The software simulation configuration discussed in this article was a Bombardier/Canadair Regional Jet RJ-200 aircraft (Figure 9), a successful 50-seat twin jet regional aircraft manufactured and built by Bombardier Aerospace in Montréal and popular with airlines such as Comair, Skywest and Air Canada, just to name a few. The first task at hand for CAE engineers was to port the entire CAELIB and SIMEX software environment to Linux. This proved to be a relatively uncomplicated task for our operating system support group (OSU), since most of our code is in ANSI C. All modules were compiled with relatively minor modifications. Once this was done, the task of transferring and porting the entire software simulation code from SIMEX to Linux proved to be more challenging. Now, I am referring to years of software development on AIX with at least 500 software modules, each ranging from 1,000 to over 100,000 lines of code—the porting of which would be no trivial matter. The third task was to port the required CAE-specific compilers from our own OpenGL-based graphics compiler and editor to our basic support utilities. CAE has developed its own graphical environment called TIGERS (an OpenGL-based system).
At the time TIGERS was developed at CAE, sophisticated graphic systems for simulation use were not yet commonplace. Figures 10, 11, 12, 13 and 14 show the level of graphical detail required for CATS simulation. The main difference between a CATS and a full-flight simulator is simple: CATS requires that all aircraft panels be a graphical representation, as opposed to the hardware-driven interface on a full-flight simulator. Simply put, a graphical representation of a switch is used instead of a real switch in a cockpit environment. In all respects, the amount of simulation software required is much more complex on a CATS as opposed to a real full-flight simulator. All aircraft systems are simulated in the CATS environment, instead of only the simulated black boxes of the full-flight simulator. In flight simulators, we simulate the same black boxes as used on the aircraft. In trying to address the needs of a Bombardier's training department as they sought a portable version of their existing AIX CATS on the PC platform, CAE engineering decided Linux would be the ideal and practical choice for this project.
We made the decision to use the standard GNU ANSI C compiler and F77 translator for the task. Our FORTRAN77 legacy software modules proved to be the greatest challenge. AIX FORTRAN77 compilers are very forgiving in equating logical to integer data types. For example, if you equate an integer label to a logical label, the AIX FORTRAN compiler would assume you require the value in the logical label to be stored into the integer label. This style of programming is not allowed under F77 Linux. You must declare and equate labels of the same data type, or the compilation will fail. Now, this would be a simple task if the labels were defined in the local module. The problem arises when the software module in question uses a logical label declared in what we call our CDB (common data block) as an integer label. This common data block is used to declare all global labels used by every simulation module to pass variables among each other. If the declaration is wrong in the CDB, a correction must be made in all modules.
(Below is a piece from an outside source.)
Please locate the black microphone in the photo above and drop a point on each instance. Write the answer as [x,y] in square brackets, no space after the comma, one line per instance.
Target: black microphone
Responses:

Then each module must be reprocessed with the new CDB and recompiled.
The next problem lies with the memory storage format of logical labels between AIX and Linux. For example, a data type of Logical*4 (four bytes) in F77 Linux is stored from left to right (MSB, most significant bit, to LSB, least significant bit) while AIX stores the logical in reverse order (LSB to MSB). This can create a major problem when using the logical in a bit manipulation operation. If you use each bit for a different function in your code and apply a bit manipulation operation (e.g., FECDE .XOR. Logical Label), then the problems are compounded. You must reverse all masks used in the bit manipulation operation—a considerable amount of work.
Another area of concern is the data files used to store navigation and engine data interpolation information. The byte order in these data files must also be reversed to read data correctly into their assigned CDB labels. Our ANSI C code does not have this problem. Most of the C code compiled with relatively little change.
Aural warning system conversation required a minor amount of work. Under AIX, all audio warnings were designed to work with a DSP card with one large digital audio file. We were required to convert the large digital aural warnings data files into separate PCM wave files. A newly coded audio software module was then needed to cross-index the requested aural warnings to their corresponding wave file and pipe them to a standard SoundBlaster audio card. Throw in all the graphics files and IOS pages (Instructor Operator System Pages, Figure 15), and we have an enormous porting task.